Именно на их первой встрече в марте 1961 года дядя Гарольд и Джек выбрали Дэвида Ормсби Гора на пост посла Великобритании в Вашингтоне. Сестра Дэвида, Кэтрин, была замужем за единственным сыном Макмилланов, Морисом, и дядя Гарольд знал Дэвида много лет. Дэвид был в установленном порядке назначен 26 октября 1961 года. Отношения между послом и президентом были гораздо более тесными, чем обычно, и Джек и Дэвид часто встречались в неофициальном порядке. Дэвид был связующим звеном между Джеком и дядей Гарольдом, которые также завязали близкую дружбу, и вскоре Джек стал называть премьер-министра дядей Гарольдом, как и все мы. Эта дружба удивила некоторых из их помощников, но казалось очевидным, что гораздо более старший, более опытный человек с его классическим образованием и глубоким интеллектом (который, тем не менее, всегда ценил анекдоты) станет хорошим союзником для молодого президента.
Я поехала в Вашингтон в декабре 1961 года и остановилась у Дэвида и Сисси в посольстве. На следующий вечер после приезда я впервые ужинала в Белом доме. Там были Джек, двое его друзей-мужчин и я. Мы сели в галерее выпить, и когда объявили, что ужин подан, я, единственная женщина и иностранка, не задумываясь подошла к открытой двери. На пороге Джек выставил руку вперед и сказал: «Нет, не ты. Я иду первым, я глава государства». «Боже мой, - сказала я - Конечно, ты», и мы сели ужинать.
Вашингтонский тур был суматошным: обеды и ужины тут и там, в том числе приятные в нашем посольстве. Однажды я ужинала с Джо и Сьюзен Мэри Олсоп перед гала-приемом в Национальной галерее искусств. Джо, выдающийся политический журналист, дружил со всеми в Белом доме. Двадцать человек сели ужинать, когда дверь открылась и неожиданно вошел президент. Джо Олсоп взял стул, усадил его, и мы продолжили, как ни в чем не бывало. Чтобы угодить директору галереи, Джонни Уокеру, который был моим другом, Джек согласился ненадолго заглянуть в Национальную галерею; он никогда не был там раньше. Я поехала с ним на его машине, и когда мы приехали, шел дождь. Когда Джек вышел, чтобы пожать руки встречающим, он повернулся ко мне и прошептал: «Они думают, что я люблю искусство. Ненавижу его». Одним из наших делегатов в Организации Объединенных Наций была леди Твидсмюр. Она использовала неожиданный случай задержать президента для долгого нудного разговора по какому-то (для нее) неотложному делу. «Не сейчас, — отвечал он, — ваша очередь завтра». Он отделался от нее, но так добродушно, что она не могла обидеться.

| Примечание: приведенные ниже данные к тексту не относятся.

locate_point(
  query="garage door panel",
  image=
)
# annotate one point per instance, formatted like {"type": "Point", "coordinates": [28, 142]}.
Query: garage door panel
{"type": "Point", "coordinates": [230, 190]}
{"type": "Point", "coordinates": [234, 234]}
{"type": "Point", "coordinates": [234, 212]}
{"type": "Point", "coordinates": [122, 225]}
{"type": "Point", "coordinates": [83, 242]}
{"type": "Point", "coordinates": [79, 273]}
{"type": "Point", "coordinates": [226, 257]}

Из Вашингтона я вылетела в Нью-Йорк в тот же день, что и Джек («Я на президентском, ты — на коммерческом», — сказал он, ставя меня на место). Он собрал друзей и родственников в Нью-Йорке, чтобы убедиться, что я не буду оставаться одна надолго, и они выполнили его просьбу, как бы неудобно это ни было для них.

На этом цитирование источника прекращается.